Rumblings in China's rust-belt

Asia - China
Rumblings in China's rust-belt
Peh Shing Huei, China Bureau Chief
676 字
2009 年 7 月 28 日
Straits Times
STIMES
英文
(c) 2009 Singapore Press Holdings Limited
Manager's death in steel workers riot scuttles merger plans

BEIJING: The merger of two steel companies has been scrapped after a manager was beaten to death last Friday, said state media yesterday.

The incident is one of China's most violent labour disputes in recent years and threw the spotlight back on the country's rust-belt region, which had been a cauldron of agitation a decade back.

The riot took place in Jilin province, one of three north-eastern provinces known collectively as 'Dongbei' in China, a region which has suffered the most from the country's privatisation of state-owned enterprises since the 1990s.

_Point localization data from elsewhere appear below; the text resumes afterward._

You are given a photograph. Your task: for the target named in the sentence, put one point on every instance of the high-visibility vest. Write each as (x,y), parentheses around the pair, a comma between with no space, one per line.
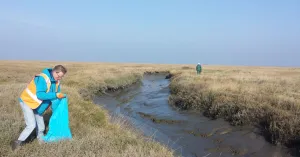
(29,94)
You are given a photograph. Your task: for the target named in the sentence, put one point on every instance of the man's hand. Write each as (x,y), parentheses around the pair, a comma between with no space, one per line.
(60,95)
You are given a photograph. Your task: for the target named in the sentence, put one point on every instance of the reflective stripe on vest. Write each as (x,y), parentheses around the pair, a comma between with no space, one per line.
(29,94)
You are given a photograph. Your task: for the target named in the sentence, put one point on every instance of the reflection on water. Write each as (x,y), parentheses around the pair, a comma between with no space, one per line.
(190,134)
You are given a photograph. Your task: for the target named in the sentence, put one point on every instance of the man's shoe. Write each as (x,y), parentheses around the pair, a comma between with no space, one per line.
(16,144)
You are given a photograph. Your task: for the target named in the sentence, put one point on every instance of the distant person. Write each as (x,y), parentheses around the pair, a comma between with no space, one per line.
(198,69)
(36,98)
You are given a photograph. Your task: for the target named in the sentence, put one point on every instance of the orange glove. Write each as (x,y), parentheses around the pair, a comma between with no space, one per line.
(60,95)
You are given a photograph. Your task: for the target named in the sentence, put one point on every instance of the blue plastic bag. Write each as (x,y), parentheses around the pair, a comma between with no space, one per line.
(59,122)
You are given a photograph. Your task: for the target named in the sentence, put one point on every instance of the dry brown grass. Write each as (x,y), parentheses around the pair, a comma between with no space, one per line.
(264,96)
(93,133)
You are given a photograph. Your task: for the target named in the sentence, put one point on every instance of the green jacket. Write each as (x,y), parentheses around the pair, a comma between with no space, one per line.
(199,68)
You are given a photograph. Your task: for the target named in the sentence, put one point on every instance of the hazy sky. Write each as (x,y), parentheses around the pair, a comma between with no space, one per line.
(230,32)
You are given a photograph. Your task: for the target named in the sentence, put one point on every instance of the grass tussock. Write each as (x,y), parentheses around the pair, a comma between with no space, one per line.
(93,133)
(265,96)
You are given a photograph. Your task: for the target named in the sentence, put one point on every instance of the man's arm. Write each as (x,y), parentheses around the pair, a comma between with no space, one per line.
(41,89)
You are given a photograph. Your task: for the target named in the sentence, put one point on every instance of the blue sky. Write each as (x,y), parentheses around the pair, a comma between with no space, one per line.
(222,32)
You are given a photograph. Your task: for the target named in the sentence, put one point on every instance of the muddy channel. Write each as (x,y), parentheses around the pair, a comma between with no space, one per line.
(190,134)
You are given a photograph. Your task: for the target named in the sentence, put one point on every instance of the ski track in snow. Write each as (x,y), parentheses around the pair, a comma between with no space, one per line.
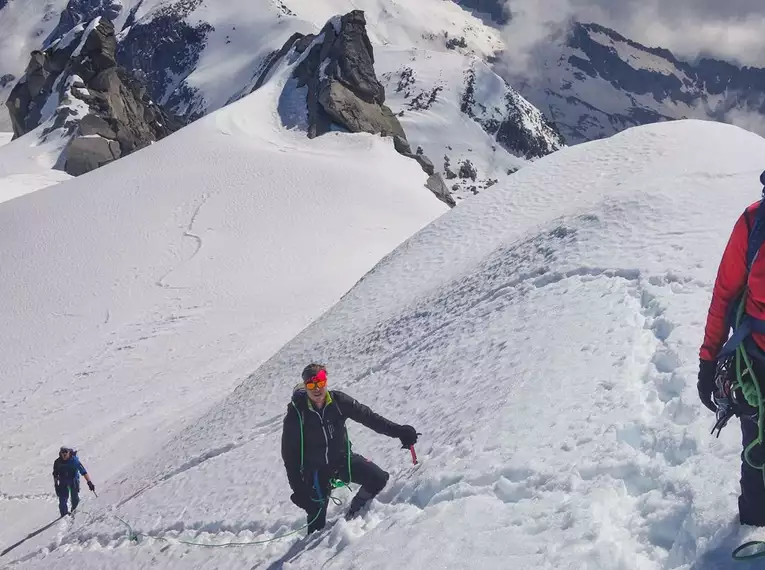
(543,338)
(198,245)
(509,485)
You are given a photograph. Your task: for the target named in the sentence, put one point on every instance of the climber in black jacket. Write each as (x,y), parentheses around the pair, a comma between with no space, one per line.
(316,448)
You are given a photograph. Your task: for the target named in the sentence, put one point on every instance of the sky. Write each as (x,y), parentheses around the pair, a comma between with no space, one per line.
(569,442)
(731,30)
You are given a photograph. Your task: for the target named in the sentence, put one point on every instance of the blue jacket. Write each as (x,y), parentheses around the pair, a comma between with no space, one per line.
(68,472)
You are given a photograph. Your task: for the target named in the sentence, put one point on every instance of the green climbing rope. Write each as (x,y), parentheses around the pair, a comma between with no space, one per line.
(750,388)
(759,553)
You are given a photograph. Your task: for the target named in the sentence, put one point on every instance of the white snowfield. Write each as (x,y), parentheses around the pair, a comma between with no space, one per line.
(136,296)
(542,336)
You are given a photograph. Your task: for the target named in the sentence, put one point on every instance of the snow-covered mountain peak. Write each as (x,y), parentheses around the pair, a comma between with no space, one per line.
(542,337)
(595,82)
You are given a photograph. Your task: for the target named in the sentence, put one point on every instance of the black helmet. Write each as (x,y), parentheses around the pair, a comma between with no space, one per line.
(312,370)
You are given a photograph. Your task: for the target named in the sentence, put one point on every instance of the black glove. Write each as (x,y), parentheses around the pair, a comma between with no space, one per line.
(706,384)
(302,501)
(408,436)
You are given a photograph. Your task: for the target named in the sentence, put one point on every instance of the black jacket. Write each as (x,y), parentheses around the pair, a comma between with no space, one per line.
(68,472)
(325,446)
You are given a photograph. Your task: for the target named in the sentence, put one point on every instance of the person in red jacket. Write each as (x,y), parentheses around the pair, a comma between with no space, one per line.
(732,278)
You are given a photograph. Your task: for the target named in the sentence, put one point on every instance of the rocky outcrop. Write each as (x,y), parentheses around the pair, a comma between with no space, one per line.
(496,10)
(75,89)
(78,11)
(166,69)
(342,85)
(337,68)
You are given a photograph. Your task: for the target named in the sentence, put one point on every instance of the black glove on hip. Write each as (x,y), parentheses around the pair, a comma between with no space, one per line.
(706,384)
(408,436)
(302,501)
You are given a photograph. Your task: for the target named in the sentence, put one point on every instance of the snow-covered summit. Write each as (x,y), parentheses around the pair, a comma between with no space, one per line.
(197,56)
(593,82)
(543,337)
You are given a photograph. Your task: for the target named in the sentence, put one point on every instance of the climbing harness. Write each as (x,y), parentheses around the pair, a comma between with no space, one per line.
(740,394)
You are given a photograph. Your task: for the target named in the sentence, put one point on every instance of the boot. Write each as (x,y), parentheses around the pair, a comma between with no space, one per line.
(358,503)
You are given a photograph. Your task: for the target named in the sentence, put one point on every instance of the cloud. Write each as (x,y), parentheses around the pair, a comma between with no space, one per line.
(729,29)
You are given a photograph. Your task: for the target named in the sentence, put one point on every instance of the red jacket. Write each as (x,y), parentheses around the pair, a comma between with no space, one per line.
(731,279)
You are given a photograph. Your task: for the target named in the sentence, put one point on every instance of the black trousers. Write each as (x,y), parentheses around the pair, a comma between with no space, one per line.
(63,491)
(363,472)
(751,501)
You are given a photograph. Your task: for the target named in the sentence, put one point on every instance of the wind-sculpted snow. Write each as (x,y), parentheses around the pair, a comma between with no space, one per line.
(544,343)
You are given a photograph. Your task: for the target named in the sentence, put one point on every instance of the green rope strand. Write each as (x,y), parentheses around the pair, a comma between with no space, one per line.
(750,388)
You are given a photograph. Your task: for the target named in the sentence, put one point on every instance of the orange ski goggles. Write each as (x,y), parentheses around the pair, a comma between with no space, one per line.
(318,381)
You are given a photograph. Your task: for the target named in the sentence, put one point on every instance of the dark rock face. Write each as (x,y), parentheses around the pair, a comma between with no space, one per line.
(337,68)
(495,9)
(512,131)
(76,86)
(167,68)
(342,85)
(437,185)
(78,11)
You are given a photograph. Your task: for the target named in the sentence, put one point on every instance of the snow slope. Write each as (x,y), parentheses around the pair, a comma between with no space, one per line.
(232,235)
(199,56)
(26,164)
(543,337)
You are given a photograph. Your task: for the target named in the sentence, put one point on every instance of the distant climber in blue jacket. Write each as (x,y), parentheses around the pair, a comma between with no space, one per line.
(66,478)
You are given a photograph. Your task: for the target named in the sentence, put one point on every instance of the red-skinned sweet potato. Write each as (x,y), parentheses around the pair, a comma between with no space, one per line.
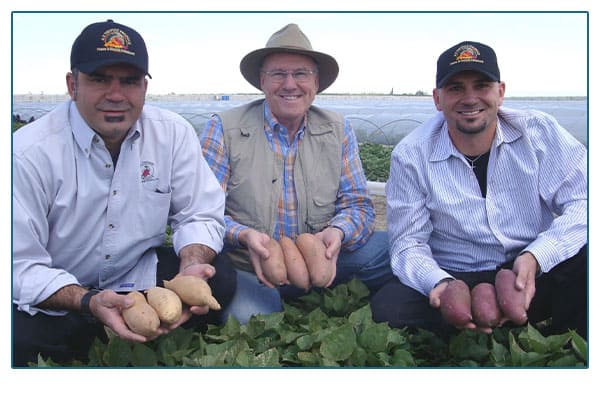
(510,299)
(297,272)
(320,269)
(455,303)
(484,305)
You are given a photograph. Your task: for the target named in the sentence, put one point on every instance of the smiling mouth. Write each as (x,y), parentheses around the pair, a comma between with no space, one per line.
(470,113)
(114,118)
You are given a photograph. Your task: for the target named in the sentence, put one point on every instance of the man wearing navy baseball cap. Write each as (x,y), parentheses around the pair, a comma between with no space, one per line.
(478,188)
(95,184)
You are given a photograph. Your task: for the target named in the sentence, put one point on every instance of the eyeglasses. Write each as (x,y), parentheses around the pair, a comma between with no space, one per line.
(299,75)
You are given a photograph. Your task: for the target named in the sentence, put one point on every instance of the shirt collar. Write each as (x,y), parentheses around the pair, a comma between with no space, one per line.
(443,147)
(272,125)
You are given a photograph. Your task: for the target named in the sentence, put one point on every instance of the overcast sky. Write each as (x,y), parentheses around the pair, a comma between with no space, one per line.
(540,54)
(192,52)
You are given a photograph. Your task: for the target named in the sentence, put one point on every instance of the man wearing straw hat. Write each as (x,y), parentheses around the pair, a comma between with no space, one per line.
(288,168)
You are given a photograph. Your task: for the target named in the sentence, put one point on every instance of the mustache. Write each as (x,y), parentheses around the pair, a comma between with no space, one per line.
(114,107)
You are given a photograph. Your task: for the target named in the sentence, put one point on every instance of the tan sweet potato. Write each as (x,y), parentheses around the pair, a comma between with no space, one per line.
(484,305)
(193,291)
(273,267)
(166,303)
(511,300)
(320,269)
(141,318)
(297,272)
(455,303)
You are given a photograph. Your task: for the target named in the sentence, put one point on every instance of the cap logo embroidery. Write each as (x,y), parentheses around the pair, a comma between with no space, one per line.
(116,40)
(466,53)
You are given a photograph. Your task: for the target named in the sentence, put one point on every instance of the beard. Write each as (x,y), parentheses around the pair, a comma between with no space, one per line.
(469,129)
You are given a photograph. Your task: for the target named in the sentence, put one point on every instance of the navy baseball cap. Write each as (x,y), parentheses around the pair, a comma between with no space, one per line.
(107,43)
(467,56)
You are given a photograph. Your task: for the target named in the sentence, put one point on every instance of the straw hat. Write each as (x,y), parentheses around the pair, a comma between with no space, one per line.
(289,39)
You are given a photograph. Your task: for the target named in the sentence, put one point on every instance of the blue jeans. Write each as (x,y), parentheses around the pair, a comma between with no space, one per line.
(370,264)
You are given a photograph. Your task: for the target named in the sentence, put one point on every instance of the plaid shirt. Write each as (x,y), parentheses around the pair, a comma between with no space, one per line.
(354,213)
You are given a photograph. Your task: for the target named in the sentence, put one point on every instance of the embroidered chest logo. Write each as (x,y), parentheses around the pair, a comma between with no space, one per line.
(116,40)
(147,171)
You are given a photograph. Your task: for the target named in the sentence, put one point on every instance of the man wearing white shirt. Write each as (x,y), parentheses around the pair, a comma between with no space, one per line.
(481,187)
(96,182)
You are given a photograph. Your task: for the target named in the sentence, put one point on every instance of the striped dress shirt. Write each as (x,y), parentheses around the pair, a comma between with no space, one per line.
(354,212)
(536,199)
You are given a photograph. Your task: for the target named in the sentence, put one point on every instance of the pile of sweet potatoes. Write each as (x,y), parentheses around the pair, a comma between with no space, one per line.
(164,304)
(486,305)
(302,263)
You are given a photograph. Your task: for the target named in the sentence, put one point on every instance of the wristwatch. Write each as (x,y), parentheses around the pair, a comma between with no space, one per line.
(84,306)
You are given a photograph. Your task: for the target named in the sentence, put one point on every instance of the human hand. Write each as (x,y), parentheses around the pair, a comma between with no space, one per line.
(332,239)
(108,305)
(526,268)
(436,299)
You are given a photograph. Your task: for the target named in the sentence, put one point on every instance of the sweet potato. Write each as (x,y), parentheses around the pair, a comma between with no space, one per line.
(166,303)
(510,299)
(193,291)
(273,267)
(455,303)
(320,269)
(141,318)
(297,272)
(484,305)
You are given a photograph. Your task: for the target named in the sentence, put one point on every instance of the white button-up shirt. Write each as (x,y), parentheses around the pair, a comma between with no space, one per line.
(536,200)
(79,219)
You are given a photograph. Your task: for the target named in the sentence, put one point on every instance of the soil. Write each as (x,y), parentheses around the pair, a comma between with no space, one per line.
(379,204)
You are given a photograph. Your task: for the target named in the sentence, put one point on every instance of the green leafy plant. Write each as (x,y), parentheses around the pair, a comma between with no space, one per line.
(376,161)
(334,328)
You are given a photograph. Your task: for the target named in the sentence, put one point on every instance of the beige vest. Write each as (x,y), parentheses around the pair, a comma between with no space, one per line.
(255,185)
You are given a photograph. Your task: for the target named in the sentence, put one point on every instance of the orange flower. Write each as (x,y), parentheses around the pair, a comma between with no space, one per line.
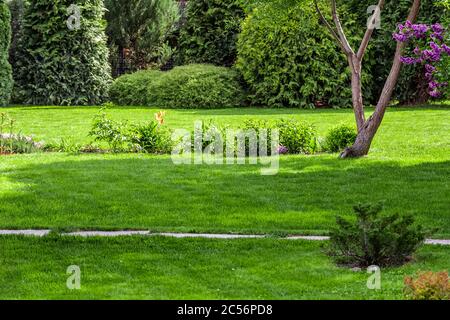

Last Friday, privately-owned firm Jianlong Heavy Machinery was planning to take over the state-owned Tonghua Iron and Steel Group.

But according to the official China Daily, Jianlong manager Chen Guojun provoked the workers when he told them that the total number of employees would be slashed from 30,000 to 5,000 once the merger went through.

He was beaten to death by workers who also clashed with police and blocked medical workers from rescuing him. No one has been arrested yet.

According to the Hong Kong-based Information Centre for Human Rights and Democracy, 30,000 workers took part in the protest and several hundred were injured. But China Daily put the figure at 3,000 workers and the state Xinhua news agency cited just 1,000.

While there have been only few instances of clashes resulting in deaths, the story of Tonghua is one which has been played out across north-eastern China for years, with workers taking to the streets when their jobs at state-owned enterprises were threatened.

Dongbei was once the pride of the new communist nation in the 1950s, with state planners building on the heavy industry development left behind by Russian and Japanese occupation at the early half of the 20th century.

The chilly region, which borders Siberia and North Korea, and has minus 30 deg C winters, was the most industrialised and urbanised, producing the bulk of the country's iron and steel.

But with the move towards capitalism in the 1980s, Dongbei became a sorry showcase of inefficient state-owned enterprises, saddled with workers who had been promised lifetime employment and benefits.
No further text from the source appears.